Maurice Raynal et la Bande à Picasso

Interview de David Raynal

 

 

 

 

 

 

 

 

 

 

 

 

 

 

 

 

 

 

 

 

 

 

 

 

 

 

 

 
   

 

 

 

 

 

 

 

 

 

 

 

 

 

 

 

 

Maurice Raynal, l'ami de Picasso (4)


Interview de David Raynal donnée le 14 janvier 2008 (suite)

Après la guerre, votre grand père devient un critique d’art et le premier à consacrer un livre à Picasso ? 
En 1921, il se dit que c’est le moment de faire la première monographie de Picasso. Mais mon grand-père s’est ensuite intéressé à d’autres artistes qui ne jouissaient pas encore du même succès et qui avaient peut-être encore plus besoin d’être soutenus. Par exemple il a pris fait et cause pour le travail de Juan Gris ou celui de Fernand Léger
Il n’était pas exclusif du tout. Il s’est intéressé à Miro, qui faisait plutôt partie de la mouvance surréaliste. A l’époque, on avait encore du respect pour celui qui savait écrire. Le grand public faisait confiance aux critiques d’art. Après diverses collaborations, il devint responsable de la rubrique des Arts de “l’Intransigeant” un grand quotidien d’avant guerre plutôt de droite. Lui, ce qui l’intéressait c’était de parler des artistes. En tant que journaliste, l’action de témoigner suffisait, indépendamment de ses options politiques. 
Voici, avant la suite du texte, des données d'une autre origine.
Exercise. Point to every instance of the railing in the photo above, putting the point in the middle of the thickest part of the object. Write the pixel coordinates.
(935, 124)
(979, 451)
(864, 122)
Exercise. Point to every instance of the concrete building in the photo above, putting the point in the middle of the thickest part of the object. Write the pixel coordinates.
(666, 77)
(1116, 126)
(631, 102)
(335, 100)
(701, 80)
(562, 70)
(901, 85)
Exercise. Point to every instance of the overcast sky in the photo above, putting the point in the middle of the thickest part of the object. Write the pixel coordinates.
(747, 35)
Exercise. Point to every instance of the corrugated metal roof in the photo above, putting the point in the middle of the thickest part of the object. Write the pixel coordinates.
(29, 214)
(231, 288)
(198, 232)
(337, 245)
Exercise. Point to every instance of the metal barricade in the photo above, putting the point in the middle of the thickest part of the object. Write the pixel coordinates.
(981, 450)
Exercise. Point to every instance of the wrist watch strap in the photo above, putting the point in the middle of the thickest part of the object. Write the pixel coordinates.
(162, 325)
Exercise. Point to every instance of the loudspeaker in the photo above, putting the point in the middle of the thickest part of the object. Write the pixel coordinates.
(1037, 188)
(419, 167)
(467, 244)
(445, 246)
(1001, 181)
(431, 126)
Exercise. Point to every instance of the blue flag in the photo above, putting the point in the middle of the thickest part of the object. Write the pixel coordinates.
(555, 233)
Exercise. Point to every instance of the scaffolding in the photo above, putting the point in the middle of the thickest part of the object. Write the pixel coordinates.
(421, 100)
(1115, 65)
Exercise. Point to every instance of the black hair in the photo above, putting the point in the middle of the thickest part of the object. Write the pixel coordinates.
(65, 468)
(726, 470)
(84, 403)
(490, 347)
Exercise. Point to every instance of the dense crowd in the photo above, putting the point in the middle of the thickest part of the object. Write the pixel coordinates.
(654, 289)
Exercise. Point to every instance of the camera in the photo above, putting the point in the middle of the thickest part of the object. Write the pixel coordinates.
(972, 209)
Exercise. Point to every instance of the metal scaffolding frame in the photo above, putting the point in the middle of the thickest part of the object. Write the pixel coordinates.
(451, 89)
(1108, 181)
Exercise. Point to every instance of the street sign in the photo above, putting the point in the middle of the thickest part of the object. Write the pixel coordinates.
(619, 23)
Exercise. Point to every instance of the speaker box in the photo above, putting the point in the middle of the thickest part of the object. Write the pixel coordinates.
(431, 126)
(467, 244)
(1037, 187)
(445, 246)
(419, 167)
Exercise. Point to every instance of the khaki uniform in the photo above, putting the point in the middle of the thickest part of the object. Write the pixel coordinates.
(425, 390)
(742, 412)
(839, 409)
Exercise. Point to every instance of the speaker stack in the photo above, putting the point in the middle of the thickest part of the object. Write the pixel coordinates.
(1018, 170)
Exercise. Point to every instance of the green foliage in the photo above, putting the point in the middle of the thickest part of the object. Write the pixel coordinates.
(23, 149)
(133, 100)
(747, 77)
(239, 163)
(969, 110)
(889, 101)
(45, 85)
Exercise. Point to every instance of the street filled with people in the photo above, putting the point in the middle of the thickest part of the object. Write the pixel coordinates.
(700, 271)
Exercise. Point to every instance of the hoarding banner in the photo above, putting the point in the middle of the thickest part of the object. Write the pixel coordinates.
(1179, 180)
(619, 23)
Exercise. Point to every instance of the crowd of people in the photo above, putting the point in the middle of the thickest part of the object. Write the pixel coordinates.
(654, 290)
Et pendant la Seconde Guerre mondiale ? 
Mon grand père s’est retiré dans sa maison de Quincy-Voisin s’interdisant d’écrire dans les journaux d’occupation. Quand les Allemands ont envahi la France, il a fait une dernière fête avec ses amis artistes afin de cacher et d’enterrer dans le jardin des toiles cubistes menacées de pillage par les nazis. 
Pendant la parenthèse de la guerre, il en a profité pour préparer tous les livres qu’il a publiés jusqu’en 1955 notamment avec l’éditeur suisse Albert Skira. Picasso et mon grand-père sont toujours restés amis. Le jour de la mort de Maurice, Picasso qui avait l’habitude de se répéter chaque jour le nom de tous ses amis proches, a oublié celui de mon grand-père. Dans un entretien avec un ami, il lui révéla que ce jour-là, il s’était senti coupable.